Je retrouvai
Randal et le cabriolet. Nous prîmes un chemin à gauche qui nous conduisit à la
grille et nous fîmes posément notre entrée dans la cour d’honneur devant la
maison. Le chemin par où nous étions venus y conduisait tout droit.
Banbury Court est une vaste
demeure dont une partie est construite en briques rouges ainsi que les murs
d’enceinte et les communs dont la porte et les fenêtres sont encadrées de
pierre comme à Hampton Court[1].
Mais je ne devais voir cela que plus tard. C’est à peine si je remarquai, le
premier soir, la grande vigne vierge qui couvrait presque la moitié de la
façade (il paraît que c’était la première qui avait été importée en Angleterre,
par les soins d’un des ancêtres de Lady Ludlow). Tout comme j’avais senti
un choc en quittant ma compagne de voyage, il m’était pénible maintenant de me
séparer de Randal que je connaissais depuis trois heures. Malheureusement il
n’y avait pas moyen de faire autrement ; il fallait entrer. Il fallait
passer devant le vieux gentleman imposant qui tenait la porte ouverte devant
moi, traverser le grand hall à main droite tout illuminé par la lueur pourpre
d’un splendide soleil couchant (le gentleman maintenant me précédait), franchir
une marche qui menait au dais (j’appris dans la suite que cela se nommait
ainsi), puis tourner à gauche à travers une série de pièces en enfilades. Elles
donnaient toutes sur un magnifique jardin, resplendissant de fleurs, baignant
elles aussi, dans la splendeur du crépuscule. Nous franchîmes encore quatre
degrés et mon guide souleva un lourd rideau de soie. J’étais en présence de Lady Ludlow.

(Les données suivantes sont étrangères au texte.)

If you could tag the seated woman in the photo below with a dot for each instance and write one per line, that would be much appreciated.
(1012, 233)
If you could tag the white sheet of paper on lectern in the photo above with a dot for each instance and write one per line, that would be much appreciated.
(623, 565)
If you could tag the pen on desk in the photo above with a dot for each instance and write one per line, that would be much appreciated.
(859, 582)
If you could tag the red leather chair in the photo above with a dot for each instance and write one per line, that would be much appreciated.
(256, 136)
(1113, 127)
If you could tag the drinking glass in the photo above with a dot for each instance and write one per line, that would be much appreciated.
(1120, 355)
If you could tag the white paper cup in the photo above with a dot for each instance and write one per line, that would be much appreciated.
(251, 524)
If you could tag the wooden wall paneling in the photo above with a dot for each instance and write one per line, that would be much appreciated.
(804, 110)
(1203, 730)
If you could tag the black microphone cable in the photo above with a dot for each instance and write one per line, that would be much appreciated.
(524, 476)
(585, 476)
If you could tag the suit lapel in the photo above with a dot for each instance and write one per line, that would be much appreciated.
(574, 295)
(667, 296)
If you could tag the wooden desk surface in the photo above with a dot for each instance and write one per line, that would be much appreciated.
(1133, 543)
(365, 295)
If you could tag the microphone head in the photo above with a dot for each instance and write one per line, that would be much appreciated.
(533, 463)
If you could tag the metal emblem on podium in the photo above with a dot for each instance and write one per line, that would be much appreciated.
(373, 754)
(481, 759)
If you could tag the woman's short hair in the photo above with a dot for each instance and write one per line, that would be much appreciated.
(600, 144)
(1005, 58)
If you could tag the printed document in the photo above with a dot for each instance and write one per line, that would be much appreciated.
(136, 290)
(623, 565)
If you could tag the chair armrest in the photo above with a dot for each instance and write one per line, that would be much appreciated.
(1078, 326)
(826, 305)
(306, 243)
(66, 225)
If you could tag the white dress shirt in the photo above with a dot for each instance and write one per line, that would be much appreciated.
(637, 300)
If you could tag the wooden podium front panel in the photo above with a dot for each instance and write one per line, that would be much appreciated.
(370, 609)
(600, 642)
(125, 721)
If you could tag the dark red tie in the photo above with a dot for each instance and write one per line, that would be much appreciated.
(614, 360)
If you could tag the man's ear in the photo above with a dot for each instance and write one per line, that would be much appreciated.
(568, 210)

Elle était de petite taille et se tenait très
droite. Elle portait une grande coiffe de dentelle, longue, je crois, comme la
moitié de sa personne, et enroulée autour de sa tête. Sur le devant, il y avait
un grand nœud de satin blanc. Une grande bande de ce même satin serrait sa tête
et servait à tenir la coiffe droite. Un beau châle de mousseline de l’Inde
était jeté sur ses épaules et se nouait sur sa poitrine. Elle portait un
tablier de la même étoffe. Sa robe était de soie noire avec des manches courtes
et des manchettes et la longue traîne qui la prolongeait se relevait en plis
gracieux jusqu’à la hauteur de la poche. Elle portait en dessous, ainsi que je
pus parfaitement le voir, un jupon molletonné. Ses cheveux étaient d’un blanc
de neige, mais je pus à peine les apercevoir sous la coiffe. Malgré son âge,
elle était fardée. Ses grands yeux, d’un bleu profond, devaient avoir constitué
sa principale beauté dans sa jeunesse, car, autant que je puis me le rappeler,
les autres traits de son visage n’avaient rien de particulièrement
remarquables. À côté de son siège, il y avait une grande canne à pommeau
d’or ; mais je crois bien que c’était plutôt un emblème de son état et de
sa dignité qu’une aide pour la marche, car, lorsqu’elle le voulait, sa démarche
était aussi légère et fringante que celle d’une jeune fille de quinze ans. Dans
la promenade qu’elle faisait tous les matins pour se livrer à la méditation,
elle passait d’une allée à l’autre aussi prestement que nous-mêmes.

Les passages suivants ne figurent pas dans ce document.